Derivative of f(x) = e^(x^2 - 2x), critical numbers, etc

[Jade]

I need to find the derivative of f(x) = e^(x^2 - 2x), then find the critical numbers, and then find the maximum and minimum on the intervals [-1, 2] and [-3, 0]

I believe the derivative would be f'(x) = e^(x^2 - 2x) (2x - 2)

I believe the critical numbers would be x = 1, 2

Then to find the maximum and minimums you would plug in the test numbers into the derivative correct???

 

[soroban]

Hello, Jade!

I need to find the derivative of \(\displaystyle f(x) \:= \:e^{x^2 - 2x}\) and find the critical numbers.
Then find the maximum and minimum on the intervals [-1, 2] and [-3, 0]

I believe the derivative would be: \(\displaystyle f'(x) \:= \:e^{x^2 - 2x}(2x\,-\,2)\) . . . right!

I believe the critical numbers would be: \(\displaystyle x \:= \:1,\,2\) . . . no

Then to find the maximum and minimums
you would plug in the test numbers into the derivative, correct?
No, pluggging into the derivative would give you 0.
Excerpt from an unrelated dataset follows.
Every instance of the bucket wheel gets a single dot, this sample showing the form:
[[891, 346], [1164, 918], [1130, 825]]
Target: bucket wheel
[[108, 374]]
Since \(\displaystyle e^{^{x^2-2x}}\) can never equal 0, the only critical value is \(\displaystyle x\,=\,1\)


On the interval \(\displaystyle [-1\,2]\), test the endpoints: \(\displaystyle \,f(-1)\:=\:e^3,\;f(2)\:=\:1\)

Since \(\displaystyle f(1)\,=\,\frac{1}{e}\), the maximum is \(\displaystyle \L e^3\), the minimum is \(\displaystyle \L\frac{1}{e}\)


On the interval \(\displaystyle [-3,\,0]\), test the endpoints: \(\displaystyle \,f(-3)\:=\:e^{15},\;f(0)\:=\:1\)

The maximum is \(\displaystyle \L e^{15}\), the minimum is \(\displaystyle \L1.\)

 

[Jade]

Thank you